Le 1er août 2015, les deux joueurs s’affrontent pour la troisième fois. Mais dans un match qui marquera aussi les débuts de Frank Lampard dans le maillot bleu poudre des New-Yorkais, c’est Piatti qui vole la vedette. Il marque deux buts, dont un sur penalty à la 84e minute, dans une victoire de 3-2, la seule de l’histoire de l’Impact sur la pelouse du Yankee Stadium.

 

Un c’est bien, deux c’est mieux

 

Piatti a réussi dix doublés à ses quatre premières saisons en MLS. Le 21 avril 2018, dans un match dont on se souvient surtout pour le retour de Laurent Ciman à Montréal, il complète le premier tour du chapeau de sa carrière en MLS. Son troisième but, inscrit à la 43e minute, donne une avance de 3-1 à l’Impact, qui doit alors se défendre à 10 joueurs après l’expulsion de Victor Cabrera.
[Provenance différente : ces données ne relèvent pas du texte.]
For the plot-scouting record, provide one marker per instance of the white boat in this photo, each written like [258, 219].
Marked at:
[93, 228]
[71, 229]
Ses efforts furent toutefois vains, les siens s’écroulant finalement vers un revers de 5-3.

 

Deux ans plus tard, Piatti quitte la MLS avec 14 matchs de plus d’un but à son palmarès.

 

Ignacio Piatti

 

Une autre corde à son arc

 

Longtemps reconnu pour sa réticence à partager le ballon à proximité du but adverse, Piatti a dévoilé une autre facette de son jeu en 2018 alors qu’il a terminé la saison au 10e rang de la MLS avec treize décisives. Il en a notamment distribué trois dans une victoire de 4-2 sur la Nouvelle-Angleterre en mai et trois autres dans un gain de 4-2 à Philadelphie en septembre.

 

Cette année-là, seuls Piatti et Carlos Vela sont parvenus à combiner un rendement d’au moins 13 buts et 13 passes décisives. En 135 matchs de saison régulière, Piatti quitte avec 35 aides à son compteur.

 

Un scrapbook bien rempli

 

Piatti a été élu quatre fois Joueur par excellence de l’Impact et a été invité trois fois au Match des étoiles de la MLS. Il a récolté une passe décisive sur un but de Jozef Martinez à sa troisième participation à la classique annuelle du circuit Garber. Seul Mauro Biello a marqué plus de buts que lui dans l’histoire de l’Impact.

 

Son nom sera admissible au Mur de la renommée du Stade Saputo en 2029. Vous pouvez commencer à astiquer sa plaque.

 

Un cadeau de départ

 

Piatti quitte au moment où l’Impact aurait le plus besoin de lui. Sans son faiseur de miracles, quelles sont les chances du Bleu-blanc-noir d’étirer son parcours en Ligue des champions en 2020?

 

Consolez-vous en vous disant que cette aventure n’aurait peut-être pas lieu sans la contribution essentielle du Magicien lors du dernier Championnat canadien. Piatti a peut-être eu un impact limité sur le dénouement de la dernière saison MLS, mais la Coupe des Voyageurs serait-elle revenue à Montréal sans ses buts contre York9 FC, Calgary et Toronto?

 

« Nacho » est peut-être parti, mais son héritage est littéralement bien vivant. 


Ignacio Piatti soulevant la coupe des Voyageurs en 2019.